En pocos días, la situación devenía en acción solidaria que incluía artesanos, obreros portuarios, subempleados y migrantes. La primera semana de noviembre la agitación creció. De un movimiento de obreros, se había desarrollado una amplia movilización popular. El Gobierno reaccionó con nerviosismo y los grupos comerciales y bancarios opuestos a la administración Tamayo, pugnaron por dirigir la protesta popular contra la incautación de divisas, a cuyo manejo por los exportadores se adjudicaba la elevación del cambio y los precios.

En noviembre los trabajadores controlaban Guayaquil, paralizada por la protesta. El 15, una gran marcha no pudo ser detenida por los dirigentes que creían imprudente una demostración, aunque fuera pacífica. Los soldados y la Policía abalearon a las masas inermes. Casi no hubo resistencia, salvo de unos pocos que se apoderaron de armas. Con ese pretexto, los militares acentuaron la matanza. Hasta de los balcones se disparó contra el pueblo. Varios centenares de muertos y heridos quedaron en las calles. Los cuerpos, incluso de los que estaban vivos, se lanzaron al río Guayas. Actos de protesta en otras ciudades fueron reprimidos. La prensa, los políticos y el clero aplaudieron la masacre o guardaron silencio.
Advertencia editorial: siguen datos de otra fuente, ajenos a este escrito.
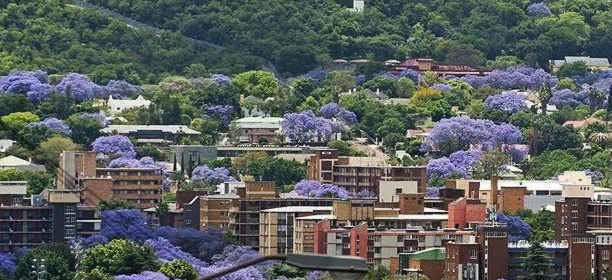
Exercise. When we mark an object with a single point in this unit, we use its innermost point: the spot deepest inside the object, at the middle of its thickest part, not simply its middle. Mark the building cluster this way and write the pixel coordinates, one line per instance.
(451, 235)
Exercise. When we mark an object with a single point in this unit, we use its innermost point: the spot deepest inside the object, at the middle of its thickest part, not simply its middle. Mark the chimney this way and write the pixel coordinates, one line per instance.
(493, 197)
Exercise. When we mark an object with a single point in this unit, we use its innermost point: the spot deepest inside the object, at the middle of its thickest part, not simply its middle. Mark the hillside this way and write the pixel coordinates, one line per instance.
(60, 37)
(300, 35)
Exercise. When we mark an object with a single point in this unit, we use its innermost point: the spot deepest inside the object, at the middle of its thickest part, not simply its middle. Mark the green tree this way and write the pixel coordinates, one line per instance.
(14, 122)
(118, 257)
(537, 263)
(59, 263)
(84, 130)
(179, 269)
(258, 83)
(48, 152)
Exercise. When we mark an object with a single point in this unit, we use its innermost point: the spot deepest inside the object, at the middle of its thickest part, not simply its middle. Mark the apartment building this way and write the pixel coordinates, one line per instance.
(276, 228)
(78, 170)
(483, 257)
(326, 166)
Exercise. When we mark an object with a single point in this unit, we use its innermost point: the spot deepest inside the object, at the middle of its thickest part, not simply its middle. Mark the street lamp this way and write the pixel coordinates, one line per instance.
(39, 269)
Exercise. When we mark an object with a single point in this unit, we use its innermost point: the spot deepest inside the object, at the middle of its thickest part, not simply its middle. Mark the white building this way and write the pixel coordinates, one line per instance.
(5, 144)
(116, 106)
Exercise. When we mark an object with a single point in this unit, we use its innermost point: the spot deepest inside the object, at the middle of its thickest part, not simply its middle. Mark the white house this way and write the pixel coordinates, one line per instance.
(116, 106)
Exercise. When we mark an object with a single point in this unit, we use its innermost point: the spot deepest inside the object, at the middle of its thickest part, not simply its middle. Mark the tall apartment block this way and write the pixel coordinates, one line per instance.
(140, 186)
(326, 166)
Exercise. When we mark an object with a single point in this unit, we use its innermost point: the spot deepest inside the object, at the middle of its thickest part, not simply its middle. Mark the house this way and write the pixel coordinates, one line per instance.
(13, 162)
(5, 144)
(593, 63)
(429, 65)
(117, 106)
(255, 129)
(152, 134)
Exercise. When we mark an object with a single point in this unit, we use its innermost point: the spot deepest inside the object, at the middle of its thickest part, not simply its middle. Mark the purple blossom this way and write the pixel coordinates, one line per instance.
(116, 144)
(117, 89)
(221, 79)
(305, 127)
(595, 175)
(460, 133)
(81, 87)
(432, 192)
(221, 113)
(464, 160)
(538, 9)
(567, 97)
(7, 263)
(330, 110)
(517, 228)
(32, 84)
(145, 275)
(130, 224)
(96, 116)
(509, 102)
(213, 176)
(517, 152)
(513, 78)
(53, 124)
(167, 252)
(441, 87)
(315, 275)
(316, 189)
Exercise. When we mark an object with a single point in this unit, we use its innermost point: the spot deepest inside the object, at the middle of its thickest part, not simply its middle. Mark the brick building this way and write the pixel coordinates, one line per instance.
(483, 257)
(466, 212)
(140, 186)
(326, 166)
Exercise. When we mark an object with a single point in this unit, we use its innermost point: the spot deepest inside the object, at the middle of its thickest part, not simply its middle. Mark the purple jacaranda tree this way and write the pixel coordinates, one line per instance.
(8, 264)
(509, 102)
(220, 113)
(81, 87)
(538, 9)
(167, 252)
(432, 192)
(130, 224)
(32, 84)
(145, 275)
(118, 89)
(441, 87)
(202, 244)
(513, 78)
(114, 145)
(311, 188)
(54, 125)
(517, 152)
(205, 174)
(517, 228)
(567, 97)
(221, 79)
(305, 127)
(461, 133)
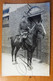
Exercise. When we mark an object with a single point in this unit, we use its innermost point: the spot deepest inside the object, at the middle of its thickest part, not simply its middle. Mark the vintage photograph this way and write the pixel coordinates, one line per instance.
(26, 39)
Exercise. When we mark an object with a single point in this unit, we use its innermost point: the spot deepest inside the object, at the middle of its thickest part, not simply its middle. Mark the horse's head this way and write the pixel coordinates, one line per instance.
(40, 28)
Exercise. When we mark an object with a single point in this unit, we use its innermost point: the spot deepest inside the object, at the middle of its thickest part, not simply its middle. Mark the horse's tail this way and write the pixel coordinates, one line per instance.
(9, 38)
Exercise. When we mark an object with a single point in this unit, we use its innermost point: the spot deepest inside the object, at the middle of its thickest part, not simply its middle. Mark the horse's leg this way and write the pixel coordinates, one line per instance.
(12, 52)
(17, 48)
(30, 58)
(27, 57)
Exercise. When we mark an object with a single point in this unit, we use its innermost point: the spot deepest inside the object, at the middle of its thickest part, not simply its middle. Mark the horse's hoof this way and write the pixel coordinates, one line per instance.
(40, 61)
(31, 67)
(16, 62)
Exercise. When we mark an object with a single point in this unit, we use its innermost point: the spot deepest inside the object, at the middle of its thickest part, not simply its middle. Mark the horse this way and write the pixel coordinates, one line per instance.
(15, 42)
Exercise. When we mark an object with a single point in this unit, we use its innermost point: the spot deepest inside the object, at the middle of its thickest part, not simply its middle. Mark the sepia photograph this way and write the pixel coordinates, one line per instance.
(26, 39)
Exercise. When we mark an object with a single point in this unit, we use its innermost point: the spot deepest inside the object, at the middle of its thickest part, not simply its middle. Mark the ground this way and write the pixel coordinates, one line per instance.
(21, 69)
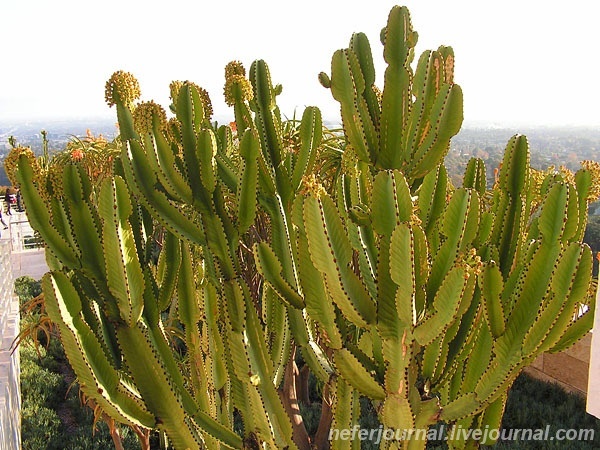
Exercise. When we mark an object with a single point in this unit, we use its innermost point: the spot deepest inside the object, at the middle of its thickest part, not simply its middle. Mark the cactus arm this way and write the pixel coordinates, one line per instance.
(98, 378)
(163, 159)
(446, 118)
(578, 328)
(511, 211)
(270, 268)
(313, 288)
(432, 197)
(206, 149)
(82, 222)
(249, 149)
(262, 365)
(399, 41)
(475, 177)
(570, 282)
(346, 84)
(157, 389)
(359, 44)
(331, 254)
(391, 202)
(169, 261)
(311, 133)
(491, 284)
(459, 225)
(189, 113)
(141, 179)
(446, 305)
(40, 218)
(355, 374)
(461, 407)
(268, 123)
(124, 275)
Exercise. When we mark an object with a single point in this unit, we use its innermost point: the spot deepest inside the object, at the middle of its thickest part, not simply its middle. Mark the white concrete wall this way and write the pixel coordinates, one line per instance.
(593, 398)
(10, 392)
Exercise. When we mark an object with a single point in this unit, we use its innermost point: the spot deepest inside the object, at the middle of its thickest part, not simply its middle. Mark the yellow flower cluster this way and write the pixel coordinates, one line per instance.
(237, 86)
(122, 87)
(147, 115)
(312, 185)
(175, 87)
(594, 168)
(12, 160)
(349, 160)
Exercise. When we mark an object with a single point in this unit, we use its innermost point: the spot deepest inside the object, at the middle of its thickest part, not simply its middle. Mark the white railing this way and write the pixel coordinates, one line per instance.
(20, 233)
(593, 397)
(10, 392)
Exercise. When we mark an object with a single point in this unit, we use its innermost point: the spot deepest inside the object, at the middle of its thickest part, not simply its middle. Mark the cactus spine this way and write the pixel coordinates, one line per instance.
(393, 285)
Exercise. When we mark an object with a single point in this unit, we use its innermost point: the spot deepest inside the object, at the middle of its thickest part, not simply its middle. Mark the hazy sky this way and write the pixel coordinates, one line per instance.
(518, 61)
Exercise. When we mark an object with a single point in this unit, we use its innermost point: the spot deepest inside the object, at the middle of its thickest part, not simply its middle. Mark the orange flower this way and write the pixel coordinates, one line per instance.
(77, 154)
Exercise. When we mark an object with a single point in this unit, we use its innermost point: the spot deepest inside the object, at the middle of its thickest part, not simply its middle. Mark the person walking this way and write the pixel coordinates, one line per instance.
(2, 220)
(7, 199)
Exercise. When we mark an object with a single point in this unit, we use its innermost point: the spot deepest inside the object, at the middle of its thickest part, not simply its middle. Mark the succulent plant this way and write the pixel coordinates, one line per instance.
(393, 285)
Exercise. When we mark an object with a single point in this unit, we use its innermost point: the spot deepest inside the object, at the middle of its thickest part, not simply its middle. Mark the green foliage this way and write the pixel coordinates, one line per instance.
(26, 288)
(393, 285)
(52, 414)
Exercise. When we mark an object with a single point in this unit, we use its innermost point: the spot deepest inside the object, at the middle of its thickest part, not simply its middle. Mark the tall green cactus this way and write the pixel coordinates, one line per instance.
(393, 285)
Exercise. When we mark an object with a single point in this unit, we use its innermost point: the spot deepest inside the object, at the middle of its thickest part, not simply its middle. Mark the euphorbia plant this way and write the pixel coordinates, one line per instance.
(393, 285)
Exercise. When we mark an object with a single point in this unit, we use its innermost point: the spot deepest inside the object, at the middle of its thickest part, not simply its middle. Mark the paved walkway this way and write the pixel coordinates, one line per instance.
(31, 262)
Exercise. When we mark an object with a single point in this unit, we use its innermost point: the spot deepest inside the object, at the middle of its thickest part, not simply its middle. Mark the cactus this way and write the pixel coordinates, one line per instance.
(392, 284)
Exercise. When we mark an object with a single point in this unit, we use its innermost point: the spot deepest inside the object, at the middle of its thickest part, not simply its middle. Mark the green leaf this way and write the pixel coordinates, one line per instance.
(124, 274)
(270, 268)
(356, 375)
(446, 304)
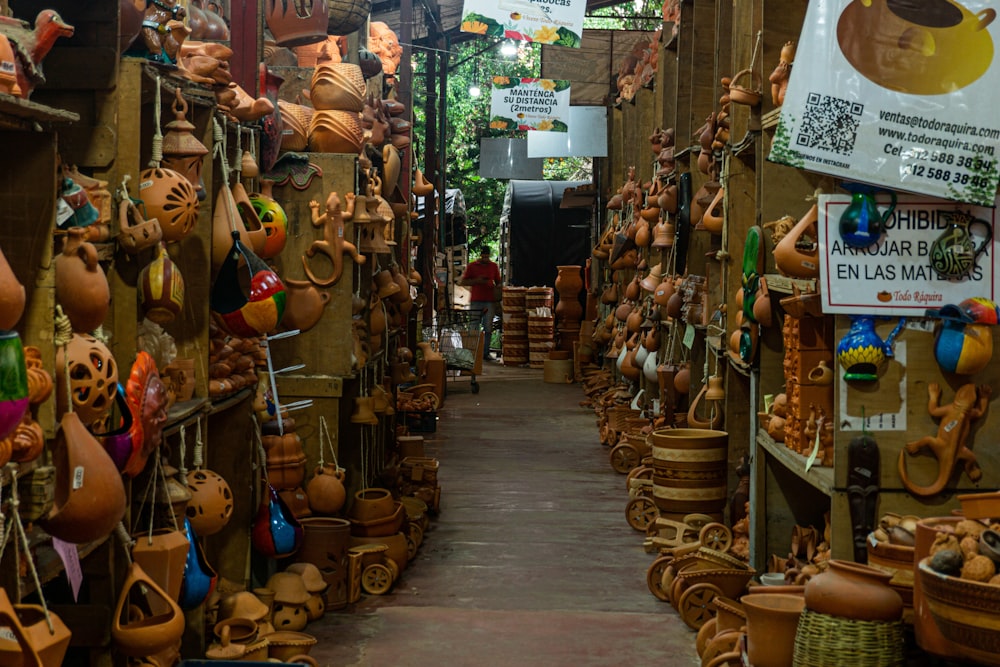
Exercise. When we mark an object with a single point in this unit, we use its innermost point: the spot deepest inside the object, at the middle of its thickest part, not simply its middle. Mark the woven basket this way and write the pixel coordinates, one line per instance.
(830, 641)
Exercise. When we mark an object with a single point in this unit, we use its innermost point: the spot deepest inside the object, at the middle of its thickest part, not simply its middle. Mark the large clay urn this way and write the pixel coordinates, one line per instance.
(11, 296)
(326, 489)
(89, 494)
(856, 591)
(81, 286)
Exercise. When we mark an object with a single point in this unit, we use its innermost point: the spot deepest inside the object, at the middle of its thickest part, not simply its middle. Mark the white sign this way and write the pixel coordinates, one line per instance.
(895, 276)
(883, 94)
(558, 22)
(529, 104)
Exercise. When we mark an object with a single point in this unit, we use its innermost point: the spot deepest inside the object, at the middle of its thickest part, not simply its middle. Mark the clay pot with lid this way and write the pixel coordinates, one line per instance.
(81, 286)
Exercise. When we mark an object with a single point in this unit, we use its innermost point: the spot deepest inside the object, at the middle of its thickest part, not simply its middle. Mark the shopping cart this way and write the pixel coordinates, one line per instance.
(461, 342)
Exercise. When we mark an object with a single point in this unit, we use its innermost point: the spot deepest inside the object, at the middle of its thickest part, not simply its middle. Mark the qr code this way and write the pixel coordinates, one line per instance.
(830, 124)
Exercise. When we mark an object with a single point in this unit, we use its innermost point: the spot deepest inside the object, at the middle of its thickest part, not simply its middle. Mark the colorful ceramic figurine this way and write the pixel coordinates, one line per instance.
(949, 445)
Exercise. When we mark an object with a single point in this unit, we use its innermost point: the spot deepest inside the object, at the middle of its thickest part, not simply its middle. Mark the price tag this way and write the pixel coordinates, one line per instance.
(71, 563)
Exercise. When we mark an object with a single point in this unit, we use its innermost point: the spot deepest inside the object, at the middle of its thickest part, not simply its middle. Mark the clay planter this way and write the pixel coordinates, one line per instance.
(81, 286)
(326, 489)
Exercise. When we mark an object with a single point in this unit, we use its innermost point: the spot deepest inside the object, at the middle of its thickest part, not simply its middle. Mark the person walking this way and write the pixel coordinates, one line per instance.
(481, 277)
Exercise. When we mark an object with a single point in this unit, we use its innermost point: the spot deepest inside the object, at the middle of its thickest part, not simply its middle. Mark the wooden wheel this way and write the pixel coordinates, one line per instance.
(624, 458)
(705, 635)
(724, 642)
(376, 579)
(695, 604)
(654, 577)
(716, 536)
(640, 512)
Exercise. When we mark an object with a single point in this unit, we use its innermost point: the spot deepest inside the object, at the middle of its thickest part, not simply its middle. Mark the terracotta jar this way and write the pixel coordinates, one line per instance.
(772, 619)
(81, 286)
(852, 590)
(89, 494)
(12, 296)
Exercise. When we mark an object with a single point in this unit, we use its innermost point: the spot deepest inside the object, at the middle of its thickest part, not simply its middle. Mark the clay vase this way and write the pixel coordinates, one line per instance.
(81, 286)
(161, 288)
(304, 304)
(855, 591)
(14, 395)
(326, 489)
(789, 258)
(772, 619)
(89, 495)
(136, 634)
(12, 296)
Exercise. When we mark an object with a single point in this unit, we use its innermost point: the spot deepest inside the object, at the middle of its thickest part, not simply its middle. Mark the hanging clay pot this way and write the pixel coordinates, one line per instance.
(199, 578)
(276, 533)
(161, 288)
(81, 286)
(89, 495)
(304, 304)
(133, 632)
(12, 296)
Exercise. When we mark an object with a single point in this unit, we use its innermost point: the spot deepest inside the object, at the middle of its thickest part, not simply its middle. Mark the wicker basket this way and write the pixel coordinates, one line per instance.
(829, 641)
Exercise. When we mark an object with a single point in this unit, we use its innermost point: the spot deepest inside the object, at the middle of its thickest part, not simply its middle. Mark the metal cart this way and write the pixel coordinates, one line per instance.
(461, 342)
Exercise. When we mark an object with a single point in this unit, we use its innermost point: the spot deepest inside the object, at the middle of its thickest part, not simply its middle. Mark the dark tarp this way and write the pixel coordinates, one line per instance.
(543, 236)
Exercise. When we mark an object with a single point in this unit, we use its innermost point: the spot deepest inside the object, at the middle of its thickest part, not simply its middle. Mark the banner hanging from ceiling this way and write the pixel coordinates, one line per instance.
(895, 98)
(529, 104)
(557, 22)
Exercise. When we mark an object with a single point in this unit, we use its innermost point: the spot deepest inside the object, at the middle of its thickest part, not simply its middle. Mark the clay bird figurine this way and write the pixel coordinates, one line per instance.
(32, 45)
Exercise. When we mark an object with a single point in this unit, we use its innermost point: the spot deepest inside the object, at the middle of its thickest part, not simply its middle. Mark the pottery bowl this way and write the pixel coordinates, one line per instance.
(371, 504)
(966, 612)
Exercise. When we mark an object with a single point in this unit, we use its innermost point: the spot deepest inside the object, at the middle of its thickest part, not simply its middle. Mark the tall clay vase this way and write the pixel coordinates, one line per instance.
(89, 494)
(772, 619)
(11, 296)
(81, 286)
(855, 591)
(326, 489)
(324, 544)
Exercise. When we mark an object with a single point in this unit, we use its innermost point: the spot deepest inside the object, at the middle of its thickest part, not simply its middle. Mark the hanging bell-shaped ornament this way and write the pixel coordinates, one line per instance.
(182, 151)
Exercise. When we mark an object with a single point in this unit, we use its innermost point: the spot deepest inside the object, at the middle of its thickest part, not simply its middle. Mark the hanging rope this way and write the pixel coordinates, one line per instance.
(157, 156)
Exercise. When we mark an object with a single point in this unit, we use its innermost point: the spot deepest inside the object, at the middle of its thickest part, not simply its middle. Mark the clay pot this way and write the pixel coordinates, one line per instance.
(138, 636)
(88, 506)
(304, 304)
(326, 489)
(772, 619)
(855, 591)
(81, 286)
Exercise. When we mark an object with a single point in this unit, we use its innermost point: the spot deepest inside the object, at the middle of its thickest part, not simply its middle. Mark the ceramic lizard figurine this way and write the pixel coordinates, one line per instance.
(948, 446)
(333, 244)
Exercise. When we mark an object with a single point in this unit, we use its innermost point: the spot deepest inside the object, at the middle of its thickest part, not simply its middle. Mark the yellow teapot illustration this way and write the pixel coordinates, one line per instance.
(928, 47)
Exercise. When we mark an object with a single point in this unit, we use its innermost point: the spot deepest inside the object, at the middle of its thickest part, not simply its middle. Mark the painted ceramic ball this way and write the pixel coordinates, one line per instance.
(275, 222)
(981, 310)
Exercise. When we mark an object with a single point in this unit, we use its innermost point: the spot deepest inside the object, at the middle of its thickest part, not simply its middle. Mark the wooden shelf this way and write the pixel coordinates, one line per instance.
(819, 477)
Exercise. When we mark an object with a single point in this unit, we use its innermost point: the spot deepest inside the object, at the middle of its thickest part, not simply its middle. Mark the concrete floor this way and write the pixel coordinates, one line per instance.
(530, 561)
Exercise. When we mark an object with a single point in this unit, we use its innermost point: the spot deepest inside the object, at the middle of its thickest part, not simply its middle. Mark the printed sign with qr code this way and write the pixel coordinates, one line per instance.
(864, 104)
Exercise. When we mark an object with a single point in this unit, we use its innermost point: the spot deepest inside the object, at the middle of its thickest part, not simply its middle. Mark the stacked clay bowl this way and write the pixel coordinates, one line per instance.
(295, 119)
(337, 86)
(336, 132)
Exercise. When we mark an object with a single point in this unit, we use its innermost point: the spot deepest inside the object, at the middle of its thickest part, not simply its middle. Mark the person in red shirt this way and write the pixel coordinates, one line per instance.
(481, 276)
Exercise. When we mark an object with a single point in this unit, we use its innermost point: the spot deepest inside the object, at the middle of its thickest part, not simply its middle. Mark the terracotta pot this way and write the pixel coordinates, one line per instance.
(12, 296)
(89, 495)
(772, 619)
(81, 286)
(852, 590)
(137, 636)
(326, 489)
(161, 288)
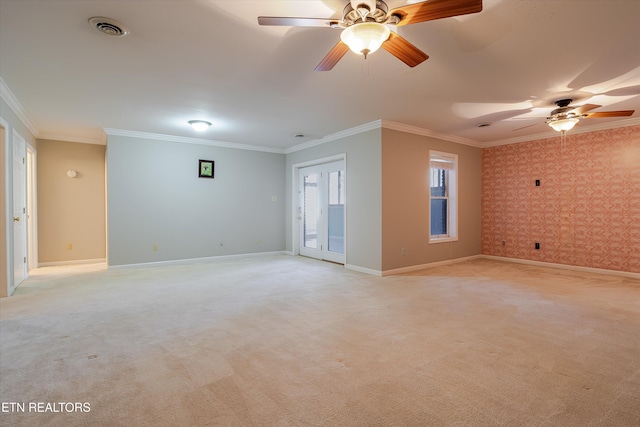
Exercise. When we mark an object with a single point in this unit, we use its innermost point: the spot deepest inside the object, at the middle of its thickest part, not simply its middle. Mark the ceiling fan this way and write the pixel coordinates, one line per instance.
(565, 117)
(364, 27)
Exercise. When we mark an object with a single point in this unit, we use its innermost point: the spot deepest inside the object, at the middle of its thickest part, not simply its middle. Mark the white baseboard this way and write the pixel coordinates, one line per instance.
(564, 266)
(429, 265)
(72, 262)
(194, 260)
(363, 270)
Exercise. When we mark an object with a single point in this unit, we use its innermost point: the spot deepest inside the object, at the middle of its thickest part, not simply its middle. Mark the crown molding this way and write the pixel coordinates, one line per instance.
(102, 140)
(377, 124)
(427, 132)
(189, 140)
(576, 130)
(16, 107)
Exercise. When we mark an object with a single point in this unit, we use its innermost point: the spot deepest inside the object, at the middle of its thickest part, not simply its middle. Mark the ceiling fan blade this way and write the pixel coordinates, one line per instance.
(399, 47)
(296, 22)
(604, 114)
(584, 108)
(434, 9)
(332, 58)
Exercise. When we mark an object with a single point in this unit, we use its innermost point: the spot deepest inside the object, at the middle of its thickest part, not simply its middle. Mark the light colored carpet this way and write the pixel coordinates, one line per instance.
(288, 341)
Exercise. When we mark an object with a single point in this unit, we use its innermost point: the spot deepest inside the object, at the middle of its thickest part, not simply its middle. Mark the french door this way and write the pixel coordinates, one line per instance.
(322, 211)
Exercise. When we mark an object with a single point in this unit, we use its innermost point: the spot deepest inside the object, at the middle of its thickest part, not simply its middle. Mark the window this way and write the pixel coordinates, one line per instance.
(443, 197)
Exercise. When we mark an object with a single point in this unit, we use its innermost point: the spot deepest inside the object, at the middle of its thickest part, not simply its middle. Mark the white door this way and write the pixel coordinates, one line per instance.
(322, 211)
(19, 211)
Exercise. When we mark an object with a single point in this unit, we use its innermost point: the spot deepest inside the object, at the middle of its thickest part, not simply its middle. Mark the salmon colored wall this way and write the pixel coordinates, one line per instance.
(586, 212)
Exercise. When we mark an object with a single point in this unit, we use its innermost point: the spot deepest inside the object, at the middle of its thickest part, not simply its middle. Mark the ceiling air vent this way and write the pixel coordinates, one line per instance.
(108, 26)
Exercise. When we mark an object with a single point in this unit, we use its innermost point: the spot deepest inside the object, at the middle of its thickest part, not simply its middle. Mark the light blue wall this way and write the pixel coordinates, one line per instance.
(156, 197)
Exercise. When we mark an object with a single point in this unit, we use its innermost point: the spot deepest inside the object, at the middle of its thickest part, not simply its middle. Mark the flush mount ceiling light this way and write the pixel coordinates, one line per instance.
(563, 125)
(199, 125)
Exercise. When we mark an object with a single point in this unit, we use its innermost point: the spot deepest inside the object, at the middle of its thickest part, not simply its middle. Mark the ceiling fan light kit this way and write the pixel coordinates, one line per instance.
(563, 125)
(365, 38)
(365, 28)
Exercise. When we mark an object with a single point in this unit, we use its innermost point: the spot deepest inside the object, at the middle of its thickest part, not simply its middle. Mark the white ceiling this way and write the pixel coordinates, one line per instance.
(210, 60)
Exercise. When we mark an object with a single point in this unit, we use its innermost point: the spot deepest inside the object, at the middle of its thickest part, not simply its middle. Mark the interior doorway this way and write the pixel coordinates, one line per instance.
(322, 211)
(20, 271)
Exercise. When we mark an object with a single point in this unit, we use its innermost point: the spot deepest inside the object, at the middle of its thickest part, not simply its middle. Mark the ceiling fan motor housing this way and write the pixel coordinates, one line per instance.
(365, 11)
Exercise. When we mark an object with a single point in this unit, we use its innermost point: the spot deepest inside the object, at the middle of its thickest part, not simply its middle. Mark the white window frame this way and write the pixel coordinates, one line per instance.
(449, 162)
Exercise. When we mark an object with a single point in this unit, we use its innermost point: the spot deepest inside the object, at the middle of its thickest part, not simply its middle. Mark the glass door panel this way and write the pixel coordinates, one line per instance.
(322, 211)
(310, 210)
(336, 212)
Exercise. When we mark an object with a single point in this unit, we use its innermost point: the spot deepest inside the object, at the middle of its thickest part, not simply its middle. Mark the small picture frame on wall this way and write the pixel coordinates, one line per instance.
(205, 168)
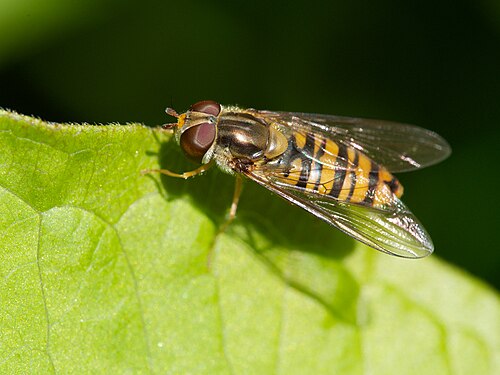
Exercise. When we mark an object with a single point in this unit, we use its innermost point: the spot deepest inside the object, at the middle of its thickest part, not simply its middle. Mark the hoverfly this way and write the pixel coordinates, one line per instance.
(336, 168)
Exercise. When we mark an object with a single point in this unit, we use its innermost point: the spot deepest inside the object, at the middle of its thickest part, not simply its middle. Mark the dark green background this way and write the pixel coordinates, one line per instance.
(431, 63)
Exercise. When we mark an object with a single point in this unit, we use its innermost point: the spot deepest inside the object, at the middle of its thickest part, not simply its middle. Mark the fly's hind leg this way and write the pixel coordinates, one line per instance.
(232, 214)
(184, 175)
(234, 204)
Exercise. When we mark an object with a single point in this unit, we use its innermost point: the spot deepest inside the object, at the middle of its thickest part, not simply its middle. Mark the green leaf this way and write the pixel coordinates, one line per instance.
(105, 270)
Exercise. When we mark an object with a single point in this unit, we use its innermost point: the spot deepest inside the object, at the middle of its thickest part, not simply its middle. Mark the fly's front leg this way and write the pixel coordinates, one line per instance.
(234, 205)
(184, 175)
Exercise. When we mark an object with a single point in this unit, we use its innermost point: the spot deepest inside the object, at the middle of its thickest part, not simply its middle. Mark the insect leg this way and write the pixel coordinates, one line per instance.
(236, 198)
(184, 175)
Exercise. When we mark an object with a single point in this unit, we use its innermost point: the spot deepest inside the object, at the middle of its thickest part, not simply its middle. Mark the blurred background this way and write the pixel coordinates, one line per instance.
(435, 64)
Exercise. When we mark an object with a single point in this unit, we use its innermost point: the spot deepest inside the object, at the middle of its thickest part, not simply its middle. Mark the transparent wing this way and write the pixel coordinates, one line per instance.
(398, 147)
(394, 230)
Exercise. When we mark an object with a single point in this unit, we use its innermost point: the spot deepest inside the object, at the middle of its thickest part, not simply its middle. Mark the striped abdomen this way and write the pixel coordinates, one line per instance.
(319, 164)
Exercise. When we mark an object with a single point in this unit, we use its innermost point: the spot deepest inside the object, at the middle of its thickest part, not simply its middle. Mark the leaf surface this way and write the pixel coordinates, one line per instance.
(104, 270)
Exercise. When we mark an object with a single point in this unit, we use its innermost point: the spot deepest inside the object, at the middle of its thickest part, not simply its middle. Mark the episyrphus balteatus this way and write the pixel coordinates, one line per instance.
(336, 168)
Pero ese 15 de noviembre de 1922 no se pudo borrar como un hito inicial en la lucha de los trabajadores en la historia nacional.

Con la horrible masacre, el 15 de noviembre trajo consigo una toma de conciencia de los trabajadores, que constaron que sus organizaciones no debían solo reclamar mejoras laborales, sino cambios radicales . Tomaron conciencia de que debían actuar con independencia de clase. Esa es la gran lección que deja hasta hoy del doloroso hecho. Deberían aprenderla tanto el gobierno, que haría muy mal en tratar de crear organizaciones laborales paralelas; como el Frente Unitario de los Trabajadores (FUT), que necesita unidad hoy más que nunca.